The FDA on June 29 approved pembrolizumab (Keytruda) for IV injection for the first-line treatment of patients with unresectable or metastatic microsatellite instability-high or mismatch repair deficient colorectal cancer.
The medication, which targets the PD-1/PD-L1 pathway, is the first immunotherapy to be approved as a first-line treatment for this patient population without concomitant chemotherapy, the FDA said in a press announcement. It was previously approved to treat other types of cancer.
Approval was based on the results of one randomized trial comparing pembrolizumab with chemotherapy in 307 patients with microsatellite instability-high or mismatch repair deficient metastatic colorectal cancer. Median progression-free survival was 16.5 months in the pembrolizumab group and 8.2 months in the standard-of-care group, although longer-term analysis is needed to assess for an effect on survival.

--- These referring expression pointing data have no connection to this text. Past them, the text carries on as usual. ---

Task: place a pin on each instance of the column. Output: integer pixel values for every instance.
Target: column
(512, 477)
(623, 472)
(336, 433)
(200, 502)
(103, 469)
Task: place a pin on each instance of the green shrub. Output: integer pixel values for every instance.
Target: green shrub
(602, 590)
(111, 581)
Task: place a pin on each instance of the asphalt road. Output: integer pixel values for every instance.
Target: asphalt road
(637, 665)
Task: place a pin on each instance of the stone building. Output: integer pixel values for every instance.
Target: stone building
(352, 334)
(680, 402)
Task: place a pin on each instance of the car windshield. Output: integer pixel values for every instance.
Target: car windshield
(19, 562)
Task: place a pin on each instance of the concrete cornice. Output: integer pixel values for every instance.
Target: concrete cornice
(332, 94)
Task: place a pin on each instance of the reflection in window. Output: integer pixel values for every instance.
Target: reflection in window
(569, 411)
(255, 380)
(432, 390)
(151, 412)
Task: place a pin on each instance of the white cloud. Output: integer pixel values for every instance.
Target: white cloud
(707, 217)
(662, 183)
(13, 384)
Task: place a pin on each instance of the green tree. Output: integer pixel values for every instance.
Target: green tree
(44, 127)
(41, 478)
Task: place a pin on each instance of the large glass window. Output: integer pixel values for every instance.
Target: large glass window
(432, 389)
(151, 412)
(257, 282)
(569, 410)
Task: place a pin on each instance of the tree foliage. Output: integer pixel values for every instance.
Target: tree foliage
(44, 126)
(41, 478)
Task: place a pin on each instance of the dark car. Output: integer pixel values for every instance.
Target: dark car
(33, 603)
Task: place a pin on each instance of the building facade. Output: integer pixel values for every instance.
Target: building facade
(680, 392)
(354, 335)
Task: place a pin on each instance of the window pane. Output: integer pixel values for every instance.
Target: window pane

Common side effects include fatigue, musculoskeletal pain, decreased appetite, pruritus, diarrhea, nausea, rash, fever, cough, dyspnea, constipation, pain, and abdominal pain. The drug can cause also cause immune-mediated side effects, including pneumonitis, colitis, hepatitis, endocrinopathies, and nephritis. Patients who experience severe or life-threatening infusion-related reactions should stop taking the drug.